Le problème était que les chronomètres de marine précis étaient seulement disponibles à partir de la seconde moitié du 18ième siècle. Avant cette date, il était impossible pour les marins de savoir combien de temps ils avaient passé en mer depuis leur départ. Les horloges terrestres étaient très imprécises sur les navires, à cause des mouvements, de l’humidité et des changements de climat.
C’est pour cette raison que les marins ont utilisé le concept de « navigation à l’estime ». Grâce à un compas qui donnait la direction (utilisé par le monde occidental depuis le 18ième siècle) et un loch qui était utilisé pour calculer la vitesse du navire, ils en déduisaient leur trajectoire et la distance parcourue depuis leur départ, et pouvaient ensuite calculer la durée de leur trajet.
Loch
Le calcul de la vitesse du navire était effectué en jetant un objet dans l’eau à la proue du navire, puis en comptant le temps qu’il fallait pour que l’objet (le plus souvent une poutre attachée à une corde) passe la poupe du navire.
Le compas et le loch permettaient également de déterminer le degré de latitude quand le ciel étoilé était couvert par d’épais nuages, le plus grand inconvénient de la navigation astronomique.
L’invention du chronomètre de marine vers 1760 était ce qui manquait au système de navigation.
Les courants, le vent et des erreurs mineures dans les mesures pouvaient mener à de larges déviations sur de longues distances, ce qui menait au naufrage de nombreux navires. La navigation à l’estime devenait beaucoup plus simple si l’on prenait un point de repère, comme une île, qui pouvait servir de point de départ pour le trajet en cours.
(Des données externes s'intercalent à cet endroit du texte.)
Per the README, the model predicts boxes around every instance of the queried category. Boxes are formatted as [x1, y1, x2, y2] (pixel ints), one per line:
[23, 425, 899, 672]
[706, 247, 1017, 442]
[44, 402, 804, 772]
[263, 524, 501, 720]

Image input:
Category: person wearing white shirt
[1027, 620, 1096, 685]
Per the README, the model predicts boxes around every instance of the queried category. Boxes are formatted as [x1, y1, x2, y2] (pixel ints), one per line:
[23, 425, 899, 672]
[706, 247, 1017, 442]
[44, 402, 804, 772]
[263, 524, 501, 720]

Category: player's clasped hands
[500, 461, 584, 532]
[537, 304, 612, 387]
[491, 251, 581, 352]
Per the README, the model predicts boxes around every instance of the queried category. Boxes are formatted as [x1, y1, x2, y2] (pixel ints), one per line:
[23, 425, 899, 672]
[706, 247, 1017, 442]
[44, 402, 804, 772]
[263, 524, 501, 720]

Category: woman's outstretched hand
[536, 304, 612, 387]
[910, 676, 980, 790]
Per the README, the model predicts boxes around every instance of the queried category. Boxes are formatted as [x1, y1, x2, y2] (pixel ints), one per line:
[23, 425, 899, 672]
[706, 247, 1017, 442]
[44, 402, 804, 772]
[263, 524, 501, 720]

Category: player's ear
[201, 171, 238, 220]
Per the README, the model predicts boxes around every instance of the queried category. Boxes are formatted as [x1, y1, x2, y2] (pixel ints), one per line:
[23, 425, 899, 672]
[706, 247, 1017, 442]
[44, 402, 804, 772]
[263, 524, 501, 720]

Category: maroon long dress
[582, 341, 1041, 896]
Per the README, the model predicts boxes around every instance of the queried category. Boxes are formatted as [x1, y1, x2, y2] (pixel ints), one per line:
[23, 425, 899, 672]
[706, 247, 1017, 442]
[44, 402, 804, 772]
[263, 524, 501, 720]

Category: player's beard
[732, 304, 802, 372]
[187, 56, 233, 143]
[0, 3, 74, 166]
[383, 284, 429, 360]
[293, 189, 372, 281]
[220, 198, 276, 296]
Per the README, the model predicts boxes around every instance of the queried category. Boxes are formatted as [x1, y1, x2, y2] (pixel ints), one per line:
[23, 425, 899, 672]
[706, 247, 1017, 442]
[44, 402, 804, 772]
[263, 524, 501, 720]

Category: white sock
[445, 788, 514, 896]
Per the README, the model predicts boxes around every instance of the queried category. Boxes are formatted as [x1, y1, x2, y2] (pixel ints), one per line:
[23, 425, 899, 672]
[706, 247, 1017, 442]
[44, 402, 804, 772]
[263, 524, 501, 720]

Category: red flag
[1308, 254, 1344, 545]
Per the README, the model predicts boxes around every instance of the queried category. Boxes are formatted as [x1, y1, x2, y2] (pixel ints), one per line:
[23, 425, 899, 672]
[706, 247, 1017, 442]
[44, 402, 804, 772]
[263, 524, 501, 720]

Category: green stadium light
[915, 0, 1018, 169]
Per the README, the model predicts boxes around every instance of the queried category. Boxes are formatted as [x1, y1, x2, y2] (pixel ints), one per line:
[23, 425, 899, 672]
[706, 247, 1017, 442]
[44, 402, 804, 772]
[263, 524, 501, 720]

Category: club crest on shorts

Pour déterminer le degré de longitude, une autre solution était de calculer en utilisant un calendrier lunaire, une méthode inventée par des astronomes avant l’arrivée des chronomètres de marine. Ces calculs nécessitaient plusieurs heures, ce qui voulait dire que les informations obtenues étaient obsolètes.
## Phares, bouées, bateaux-feux et cornes de brume
L’invention du chronomètre de marine vers 1760 était ce qui manquait au système de navigation. Il était à présent possible de déterminer précisément le degré de longitude, et des cartes précises pouvaient être dessinées, qui à leur tour apportaient une aide supplémentaire à la navigation en temps couvert.
De plus, un réseau de phares, de bouées et de bateaux-feux avait été établi, indiquant les dangers que représentent les bancs de sable et les rochers. Les premiers phares ont été construits il y a plus de 2 000 ans, mais grâce à l’invention des lampes qui remplacèrent le feu à la fin du 18ième siècle, ils devinrent plus efficaces et plus simples à faire fonctionner. Les bateaux utilisaient également des gongs, des cloches et des explosifs pour prévenir les autres bateaux dans le brouillard. Au milieu du 19ième siècle, ces techniques furent remplacées par les cornes de brume.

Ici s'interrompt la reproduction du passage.